The Cherry Creek school board held its Feb. 14 regular meeting at a “location under secured perimeter” due to a perceived bomb threat that targeted the school board meeting, according to a post on the school board meeting webpage.
The threat was issued by “an individual with a documented criminal history,” the post said.
“Recently, other metro school districts have received similar threats directed towards their boards and/or superintendents. Thus, we will be taking appropriate precautions,” the post said.
The post didn’t offer details about when or how the district received the threat or elaborate further on the threat’s nature.
Greenwood Village police investigated the situation and didn’t find any credible threats, so the police department is not taking further action, according to police Cmdr. Joe Gutgsell.
Authorities became aware of the potential threat the night of Feb. 11 through Safe2Tell, an anonymous reporting tip line and online platform commonly used in school communities, according to Gutgsell.
Some type of communication that was reported included a bomb emoji, but the subject never mentioned a bomb specifically, Gutgsell said.
No schools or other district buildings were put on lockdown or secure perimeter related to the threat, Abbe Smith, district spokesperson, said at about 4:20 p.m. Feb. 14.
Some schools were on secure perimeter status in Aurora for reasons unrelated to the bomb threat, but they were taken off that status, Smith said.
The only impact of the threat was to the scheduled school board meeting, which had been set to take place at West Middle School in Greenwood Village, Smith said.
The board’s 5 p.m. study-session meeting was canceled, the post said.

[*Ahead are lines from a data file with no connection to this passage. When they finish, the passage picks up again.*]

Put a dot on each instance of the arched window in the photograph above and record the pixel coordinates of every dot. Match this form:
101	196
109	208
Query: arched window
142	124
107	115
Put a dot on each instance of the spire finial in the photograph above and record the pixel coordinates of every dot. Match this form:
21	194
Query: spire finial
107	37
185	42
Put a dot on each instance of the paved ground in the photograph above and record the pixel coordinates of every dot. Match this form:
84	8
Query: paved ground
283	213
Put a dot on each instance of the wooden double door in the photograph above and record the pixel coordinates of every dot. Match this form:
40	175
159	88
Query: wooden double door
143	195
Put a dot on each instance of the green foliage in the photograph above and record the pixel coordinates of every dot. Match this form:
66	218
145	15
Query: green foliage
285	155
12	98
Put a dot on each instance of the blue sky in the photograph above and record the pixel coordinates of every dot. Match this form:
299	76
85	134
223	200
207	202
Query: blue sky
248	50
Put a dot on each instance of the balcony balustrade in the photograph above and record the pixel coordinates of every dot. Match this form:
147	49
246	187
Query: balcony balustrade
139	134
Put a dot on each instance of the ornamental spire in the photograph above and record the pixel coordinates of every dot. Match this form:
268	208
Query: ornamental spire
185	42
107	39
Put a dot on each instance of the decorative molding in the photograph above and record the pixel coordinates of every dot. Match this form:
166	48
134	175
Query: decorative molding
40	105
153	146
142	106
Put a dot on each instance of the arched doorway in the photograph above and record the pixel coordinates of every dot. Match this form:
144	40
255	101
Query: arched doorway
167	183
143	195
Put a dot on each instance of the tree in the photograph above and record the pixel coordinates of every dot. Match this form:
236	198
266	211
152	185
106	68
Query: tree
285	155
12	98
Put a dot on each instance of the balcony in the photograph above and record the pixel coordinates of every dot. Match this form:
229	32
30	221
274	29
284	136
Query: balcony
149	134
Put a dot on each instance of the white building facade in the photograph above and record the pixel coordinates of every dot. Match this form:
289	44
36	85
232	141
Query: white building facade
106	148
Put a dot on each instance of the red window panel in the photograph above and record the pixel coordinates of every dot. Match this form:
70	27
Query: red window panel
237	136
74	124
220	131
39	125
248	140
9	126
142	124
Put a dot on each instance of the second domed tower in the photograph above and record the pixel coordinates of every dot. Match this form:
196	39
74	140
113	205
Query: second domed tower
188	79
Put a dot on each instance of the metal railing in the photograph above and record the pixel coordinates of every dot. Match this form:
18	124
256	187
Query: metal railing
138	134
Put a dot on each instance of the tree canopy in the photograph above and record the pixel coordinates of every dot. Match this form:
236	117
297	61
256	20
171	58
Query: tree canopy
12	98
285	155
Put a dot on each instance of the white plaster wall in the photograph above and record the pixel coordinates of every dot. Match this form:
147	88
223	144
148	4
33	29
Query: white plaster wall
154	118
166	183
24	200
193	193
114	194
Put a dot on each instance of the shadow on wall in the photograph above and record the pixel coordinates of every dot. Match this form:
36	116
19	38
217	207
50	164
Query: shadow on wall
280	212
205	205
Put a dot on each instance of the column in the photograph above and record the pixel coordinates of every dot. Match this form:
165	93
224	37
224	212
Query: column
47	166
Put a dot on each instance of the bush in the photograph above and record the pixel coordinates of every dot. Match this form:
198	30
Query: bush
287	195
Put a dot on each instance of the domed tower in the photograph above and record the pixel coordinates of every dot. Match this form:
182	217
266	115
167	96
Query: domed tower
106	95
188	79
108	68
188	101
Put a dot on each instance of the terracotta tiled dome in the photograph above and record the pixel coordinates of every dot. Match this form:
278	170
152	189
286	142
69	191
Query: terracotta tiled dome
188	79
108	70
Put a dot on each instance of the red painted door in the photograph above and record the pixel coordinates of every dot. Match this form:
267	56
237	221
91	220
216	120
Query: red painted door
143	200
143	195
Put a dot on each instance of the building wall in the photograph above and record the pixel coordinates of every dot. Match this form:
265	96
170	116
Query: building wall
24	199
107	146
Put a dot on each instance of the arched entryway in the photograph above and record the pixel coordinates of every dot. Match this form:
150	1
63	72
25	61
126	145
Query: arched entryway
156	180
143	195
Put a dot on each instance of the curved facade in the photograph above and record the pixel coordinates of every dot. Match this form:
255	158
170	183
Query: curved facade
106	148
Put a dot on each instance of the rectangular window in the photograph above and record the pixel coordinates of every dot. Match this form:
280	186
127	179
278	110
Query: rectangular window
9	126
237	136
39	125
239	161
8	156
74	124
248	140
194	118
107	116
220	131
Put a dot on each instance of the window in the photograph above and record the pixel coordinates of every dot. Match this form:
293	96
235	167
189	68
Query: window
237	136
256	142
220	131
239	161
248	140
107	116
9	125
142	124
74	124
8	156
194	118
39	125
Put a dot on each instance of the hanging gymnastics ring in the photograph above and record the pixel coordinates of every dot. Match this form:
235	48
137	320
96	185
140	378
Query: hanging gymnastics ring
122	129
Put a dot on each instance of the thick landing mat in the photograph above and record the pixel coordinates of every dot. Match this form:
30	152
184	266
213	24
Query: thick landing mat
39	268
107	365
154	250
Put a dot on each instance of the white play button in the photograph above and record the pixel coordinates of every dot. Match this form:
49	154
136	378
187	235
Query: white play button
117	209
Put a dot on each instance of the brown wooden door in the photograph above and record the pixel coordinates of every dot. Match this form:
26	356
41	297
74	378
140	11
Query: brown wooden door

The potential threat in Cherry Creek came against the backdrop of threats sent to Littleton Public Schools Superintendent Brian Ewert and the Littleton school board — including death threats — following controversy over a district-hosted COVID vaccine clinic.
Those threats began shortly after two videos surfaced showing a 15-year-old Littleton High School student and a 16-year-old homeschooled student lying to clinic staff at Heritage High School on Jan. 21 about age and parental consent as part of a deliberate attempt to shut down the clinic.
The perceived threat to the Cherry Creek school board did not appear to be connected to the threats that the Littleton school district recently received, Smith said.
A Jefferson County school board study session on Feb. 9 was abruptly closed to the public, and the Jefferson County Education Center was secured due to a direct threat made against Superintendent Tracy Dorland and district leadership. In the notice about that incident sent to families of district students, no further information was given.
The regular 7 p.m. Cherry Creek school board meeting on Feb. 14 was live streamed over Zoom. Members of the public who signed up for public comment by noon Feb. 14 were able to speak over Zoom during the public comment portion of the meeting.
Cherry Creek school board member Angela Garland expressed concern about threats in her remarks during the meeting.
“Such threats impact our students’ and families’ sense of safety (and) security and must not be tolerated,” Garland said.
Cherry Creek Superintendent Christopher Smith was “disturbed and saddened” that the board couldn’t hold its meeting as planned, but given recent threats made against nearby school districts, Cherry Creek needed to take the potential threat seriously, he said.
“We’re making sure we’re keeping not only ourselves but our community safe,” Superintendent Smith said.